De certo modo, o xadrez hoje é tão popular e faz tanto sucesso quanto nas décadas anteriores. Ele se presta muito bem a ser jogado na internet, e os fãs podem acompanhar os torneios de altíssimo nível em tempo real, muitas vezes com comentários. A tecnologia contribuiu para a total globalização do xadrez, enquanto o indiano Vishy Anand, atualmente o primeiro asiático campeão mundial, e o jovem norueguês, Magnus Carlsen, alcançaram a posição de astros do rock. Homem e máquina aprenderam a coexistir, por enquanto.

 

Evidentemente, esse é um microcosmo das maiores transformações que podemos esperar. Os horríveis sistemas de secretária eletrônica computadorizada, com os quais sofremos agora, poderão ser aperfeiçoados. Imaginem só, algum dia, vocês poderão preferir operadores digitais a seres humanos.

 

Daqui a 50 anos, os computadores poderão fazer qualquer coisa, desde dirigir táxis a realizar intervenções cirúrgicas de rotina. Muito antes disso, a inteligência artificial transformará o ensino superior, tornando a formação em universidades amplamente acessível, até mesmo nos países mais pobres. E, evidentemente, em toda parte há outros usos mais prosaicos, embora cruciais da inteligência artificial, desde gerir a instalação eletrônica e elétrica nas nossas casas até a disseminação de "grades inteligentes" para água e eletricidade, ajudando a monitorar estes e outros sistemas para reduzir o desperdício.

 

Em suma, não concordo com a ideia de que, depois da internet e do PC, teremos de esperar muito tempo até a próxima inovação.

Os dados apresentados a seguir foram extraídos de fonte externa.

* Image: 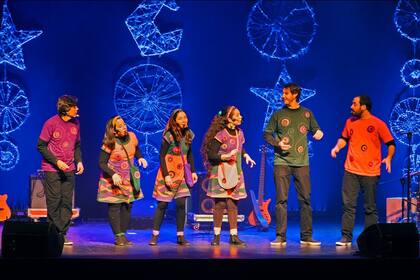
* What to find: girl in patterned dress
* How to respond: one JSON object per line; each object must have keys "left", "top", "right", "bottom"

{"left": 149, "top": 109, "right": 198, "bottom": 246}
{"left": 97, "top": 116, "right": 148, "bottom": 246}
{"left": 201, "top": 106, "right": 256, "bottom": 246}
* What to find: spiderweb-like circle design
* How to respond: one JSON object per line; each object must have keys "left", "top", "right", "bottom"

{"left": 114, "top": 64, "right": 182, "bottom": 135}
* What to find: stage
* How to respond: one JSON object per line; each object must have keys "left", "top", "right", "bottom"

{"left": 1, "top": 217, "right": 420, "bottom": 277}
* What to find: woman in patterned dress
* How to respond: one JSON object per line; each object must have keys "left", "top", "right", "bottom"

{"left": 149, "top": 109, "right": 198, "bottom": 246}
{"left": 97, "top": 116, "right": 148, "bottom": 246}
{"left": 201, "top": 106, "right": 256, "bottom": 246}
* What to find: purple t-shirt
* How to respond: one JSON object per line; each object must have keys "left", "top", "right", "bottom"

{"left": 39, "top": 115, "right": 80, "bottom": 172}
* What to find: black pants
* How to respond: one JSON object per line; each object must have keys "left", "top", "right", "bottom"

{"left": 274, "top": 165, "right": 313, "bottom": 239}
{"left": 44, "top": 171, "right": 75, "bottom": 234}
{"left": 341, "top": 171, "right": 379, "bottom": 240}
{"left": 108, "top": 203, "right": 133, "bottom": 235}
{"left": 152, "top": 197, "right": 186, "bottom": 232}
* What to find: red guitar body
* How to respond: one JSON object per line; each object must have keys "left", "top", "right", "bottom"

{"left": 0, "top": 194, "right": 11, "bottom": 222}
{"left": 248, "top": 198, "right": 271, "bottom": 226}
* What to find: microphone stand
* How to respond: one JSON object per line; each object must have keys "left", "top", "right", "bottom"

{"left": 406, "top": 132, "right": 412, "bottom": 223}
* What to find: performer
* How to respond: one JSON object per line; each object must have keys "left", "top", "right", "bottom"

{"left": 97, "top": 116, "right": 148, "bottom": 246}
{"left": 149, "top": 109, "right": 198, "bottom": 246}
{"left": 37, "top": 95, "right": 84, "bottom": 246}
{"left": 201, "top": 106, "right": 256, "bottom": 246}
{"left": 331, "top": 95, "right": 395, "bottom": 246}
{"left": 264, "top": 83, "right": 323, "bottom": 246}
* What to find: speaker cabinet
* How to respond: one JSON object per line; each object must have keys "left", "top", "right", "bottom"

{"left": 357, "top": 223, "right": 419, "bottom": 258}
{"left": 1, "top": 219, "right": 64, "bottom": 258}
{"left": 28, "top": 174, "right": 79, "bottom": 220}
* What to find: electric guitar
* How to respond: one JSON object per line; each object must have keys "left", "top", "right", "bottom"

{"left": 0, "top": 194, "right": 11, "bottom": 222}
{"left": 248, "top": 145, "right": 271, "bottom": 230}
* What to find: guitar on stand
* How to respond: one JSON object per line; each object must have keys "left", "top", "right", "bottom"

{"left": 0, "top": 194, "right": 11, "bottom": 222}
{"left": 248, "top": 145, "right": 271, "bottom": 231}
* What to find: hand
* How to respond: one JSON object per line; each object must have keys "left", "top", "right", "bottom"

{"left": 278, "top": 139, "right": 291, "bottom": 151}
{"left": 138, "top": 158, "right": 148, "bottom": 168}
{"left": 331, "top": 146, "right": 340, "bottom": 158}
{"left": 313, "top": 130, "right": 324, "bottom": 141}
{"left": 192, "top": 172, "right": 198, "bottom": 184}
{"left": 75, "top": 162, "right": 84, "bottom": 175}
{"left": 164, "top": 175, "right": 173, "bottom": 187}
{"left": 244, "top": 154, "right": 256, "bottom": 168}
{"left": 112, "top": 173, "right": 123, "bottom": 187}
{"left": 381, "top": 157, "right": 392, "bottom": 173}
{"left": 221, "top": 149, "right": 238, "bottom": 161}
{"left": 56, "top": 160, "right": 69, "bottom": 171}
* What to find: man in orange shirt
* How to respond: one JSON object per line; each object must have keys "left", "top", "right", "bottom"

{"left": 331, "top": 96, "right": 395, "bottom": 246}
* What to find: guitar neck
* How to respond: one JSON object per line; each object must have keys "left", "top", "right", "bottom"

{"left": 257, "top": 146, "right": 266, "bottom": 204}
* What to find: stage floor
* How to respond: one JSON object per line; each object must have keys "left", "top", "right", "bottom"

{"left": 1, "top": 217, "right": 366, "bottom": 259}
{"left": 1, "top": 218, "right": 420, "bottom": 276}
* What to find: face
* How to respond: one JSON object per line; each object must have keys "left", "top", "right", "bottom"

{"left": 229, "top": 108, "right": 242, "bottom": 127}
{"left": 282, "top": 88, "right": 297, "bottom": 106}
{"left": 175, "top": 111, "right": 188, "bottom": 129}
{"left": 67, "top": 105, "right": 79, "bottom": 118}
{"left": 114, "top": 118, "right": 127, "bottom": 137}
{"left": 350, "top": 97, "right": 364, "bottom": 116}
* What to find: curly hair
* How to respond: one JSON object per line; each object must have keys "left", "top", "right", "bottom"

{"left": 200, "top": 106, "right": 236, "bottom": 171}
{"left": 102, "top": 115, "right": 120, "bottom": 150}
{"left": 163, "top": 109, "right": 193, "bottom": 145}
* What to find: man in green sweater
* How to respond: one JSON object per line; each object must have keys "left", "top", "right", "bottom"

{"left": 264, "top": 83, "right": 323, "bottom": 246}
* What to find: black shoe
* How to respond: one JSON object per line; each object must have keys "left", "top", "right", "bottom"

{"left": 122, "top": 235, "right": 133, "bottom": 245}
{"left": 229, "top": 235, "right": 246, "bottom": 246}
{"left": 335, "top": 237, "right": 352, "bottom": 246}
{"left": 300, "top": 237, "right": 321, "bottom": 246}
{"left": 114, "top": 235, "right": 125, "bottom": 246}
{"left": 63, "top": 236, "right": 73, "bottom": 246}
{"left": 270, "top": 236, "right": 287, "bottom": 246}
{"left": 177, "top": 235, "right": 190, "bottom": 246}
{"left": 211, "top": 235, "right": 220, "bottom": 246}
{"left": 149, "top": 234, "right": 158, "bottom": 246}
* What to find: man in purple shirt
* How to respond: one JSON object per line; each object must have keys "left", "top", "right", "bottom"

{"left": 37, "top": 95, "right": 84, "bottom": 246}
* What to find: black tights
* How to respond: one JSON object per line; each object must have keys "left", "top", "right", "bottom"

{"left": 153, "top": 197, "right": 186, "bottom": 232}
{"left": 108, "top": 203, "right": 132, "bottom": 235}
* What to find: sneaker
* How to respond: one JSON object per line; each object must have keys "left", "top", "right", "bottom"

{"left": 270, "top": 236, "right": 286, "bottom": 246}
{"left": 149, "top": 234, "right": 158, "bottom": 246}
{"left": 176, "top": 235, "right": 190, "bottom": 246}
{"left": 229, "top": 235, "right": 246, "bottom": 246}
{"left": 63, "top": 236, "right": 73, "bottom": 246}
{"left": 211, "top": 234, "right": 220, "bottom": 246}
{"left": 335, "top": 237, "right": 352, "bottom": 246}
{"left": 300, "top": 238, "right": 321, "bottom": 246}
{"left": 114, "top": 235, "right": 125, "bottom": 246}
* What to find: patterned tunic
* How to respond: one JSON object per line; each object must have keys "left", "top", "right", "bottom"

{"left": 97, "top": 132, "right": 144, "bottom": 203}
{"left": 207, "top": 128, "right": 247, "bottom": 200}
{"left": 153, "top": 131, "right": 193, "bottom": 202}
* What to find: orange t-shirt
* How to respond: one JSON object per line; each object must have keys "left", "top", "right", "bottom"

{"left": 341, "top": 115, "right": 394, "bottom": 176}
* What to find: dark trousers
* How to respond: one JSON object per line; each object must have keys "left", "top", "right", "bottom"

{"left": 274, "top": 165, "right": 313, "bottom": 239}
{"left": 44, "top": 171, "right": 75, "bottom": 234}
{"left": 213, "top": 198, "right": 238, "bottom": 230}
{"left": 152, "top": 197, "right": 186, "bottom": 232}
{"left": 341, "top": 171, "right": 379, "bottom": 240}
{"left": 108, "top": 203, "right": 133, "bottom": 235}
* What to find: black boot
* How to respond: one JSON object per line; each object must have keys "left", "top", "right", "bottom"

{"left": 177, "top": 235, "right": 190, "bottom": 246}
{"left": 211, "top": 235, "right": 220, "bottom": 246}
{"left": 229, "top": 235, "right": 246, "bottom": 246}
{"left": 122, "top": 235, "right": 133, "bottom": 245}
{"left": 149, "top": 234, "right": 158, "bottom": 246}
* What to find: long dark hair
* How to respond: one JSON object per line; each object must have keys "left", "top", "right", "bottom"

{"left": 163, "top": 109, "right": 193, "bottom": 145}
{"left": 200, "top": 106, "right": 236, "bottom": 171}
{"left": 102, "top": 115, "right": 121, "bottom": 150}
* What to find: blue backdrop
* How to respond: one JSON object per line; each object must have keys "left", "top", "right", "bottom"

{"left": 0, "top": 0, "right": 415, "bottom": 221}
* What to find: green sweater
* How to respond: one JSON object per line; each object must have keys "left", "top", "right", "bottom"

{"left": 264, "top": 106, "right": 320, "bottom": 166}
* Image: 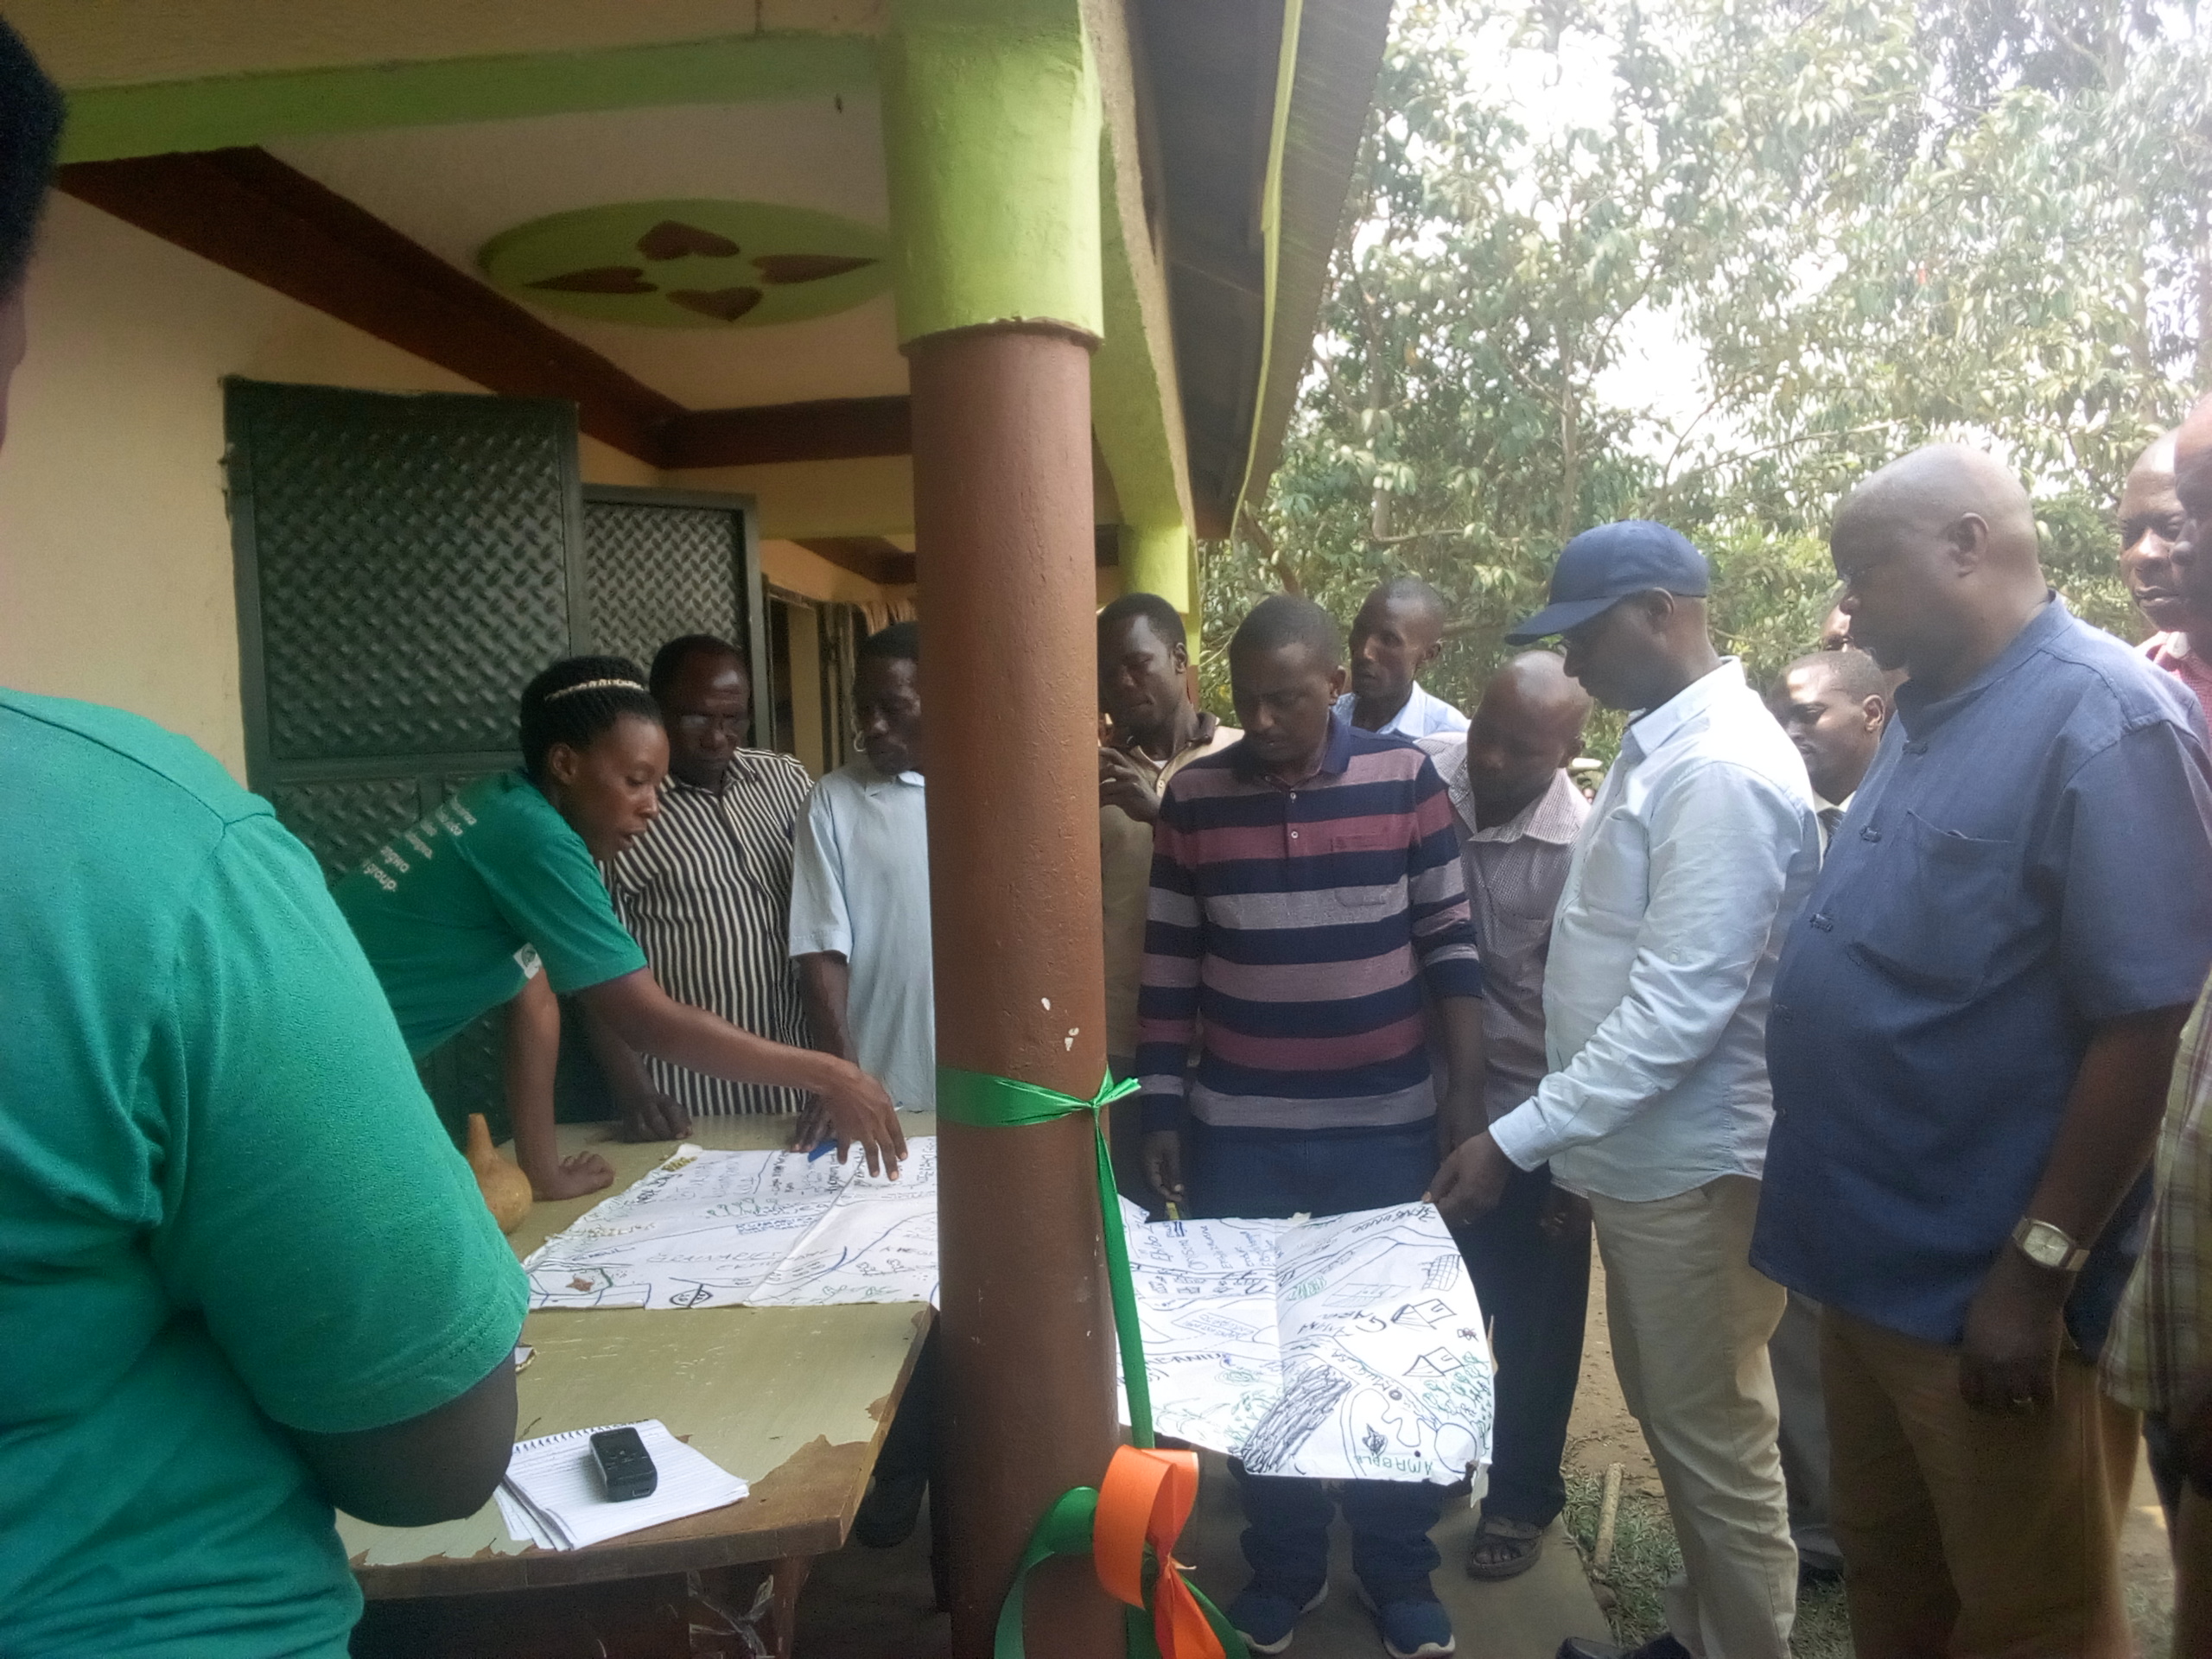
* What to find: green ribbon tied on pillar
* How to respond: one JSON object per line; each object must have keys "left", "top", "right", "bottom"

{"left": 935, "top": 1065, "right": 1249, "bottom": 1659}
{"left": 935, "top": 1065, "right": 1154, "bottom": 1445}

A inteligência artificial fornecerá o impulso que favorecerá a evolução nesta década.

 

Portanto, apesar de um início difícil depois da crise financeira (que ainda freará o crescimento global este ano e no próximo), não há nenhuma razão para que a nova década tenha de ser um fiasco econômico. A não ser que ocorra mais uma série de profundas crises financeiras, isso não acontecerá – desde que os políticos não atrapalhem o novo modelo de comércio, tecnologia e inteligência artificial.

 

*Kenneth Rogoff é professor de Economia e Política Pública da Universidade de Harvard, e foi chefe da equipe de economistas do Fundo Monetário Internacional (FMI).